Job 16

PLUS

CHAPTER 16

Job (16:1–22)

1–5 Here Job again criticizes his miserable comforters (his three “friends”) and their long winded speeches (verses 2–3). If they had been in Job's position, he would have given them true comfort and relief (verse 5).

If we are ever called upon to counsel a suffering friend, let our “speeches” be brief and non—judgmental. Indeed, we should spend more time listening than talking.

6–14 In these verses, Job expresses his belief that God has become his opponent (verse 9)—his enemy. Some of Job's most rash and disrespectful words are recorded here, as he describes the various ways in which he feels God is attacking him.37

Job says that his situation—the devastation of his household (verse 7), his bodily suffering—is like a witness against him; his suffering testifies that he is a sinner (verse 8). But, according to Job, his suffering has not been caused by sin; it has been caused by God, his “opponent.”

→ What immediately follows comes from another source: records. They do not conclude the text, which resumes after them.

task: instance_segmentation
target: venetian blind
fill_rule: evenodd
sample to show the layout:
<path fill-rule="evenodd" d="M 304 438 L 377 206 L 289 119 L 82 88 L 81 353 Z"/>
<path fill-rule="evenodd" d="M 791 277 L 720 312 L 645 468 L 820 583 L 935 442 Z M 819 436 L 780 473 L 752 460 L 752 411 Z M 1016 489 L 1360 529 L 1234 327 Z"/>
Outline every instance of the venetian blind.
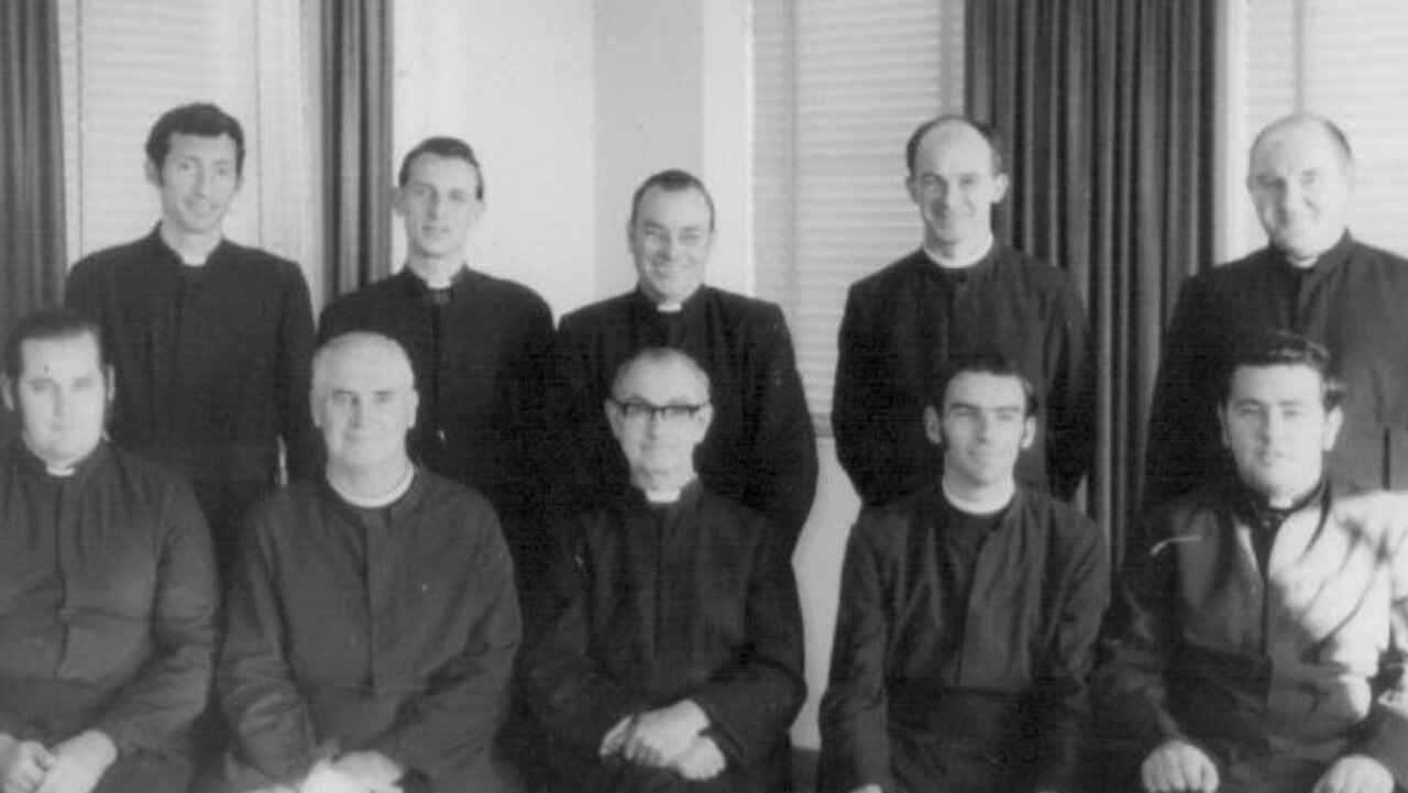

15–17 Here Job speaks of his continuous mourning and humiliation; yet once again he claims to be innocent of wrongdoing: his hands are free of violence and his prayer—his heart—is pure (verse 17).

18–22 Job believes that he will die without being vindicated; he feels he has only a few years before going on the journey of no return—the journey to the grave (verse 22). Therefore, he doesn't want the injustice done to him ever to be forgotten; he doesn't want the earth to cover—to hide—his blood (verse 18). He wants his blood to “cry out” from the ground, just as Abel's blood “cried” out after he was unjustly killed (Genesis 4:10).

Having no hope of vindication on earth, Job expresses a wish that he might be vindicated in heaven. In verses 19–21, he imagines a witness, an advocate, an intercessor who will plead with God on his behalf. The “intercessor” Job envisioned was most likely an angel, one of God's “holy ones” (Job 5:1; 9:33–34). Job, without realizing it, was expressing a universal need among human beings for someone to intercede with God on their behalf. God is so great and awesome that humans find it difficult to approach Him directly (see Exodus 20:18–19; Deuteronomy 18:15–16). Though Job couldn't know it at the time, the wish he expressed would ultimately be fulfilled in Jesus Christ, the true Mediator and Intercessor for all people for all time (1 Timothy 2:4–6; Hebrews 7:24–25).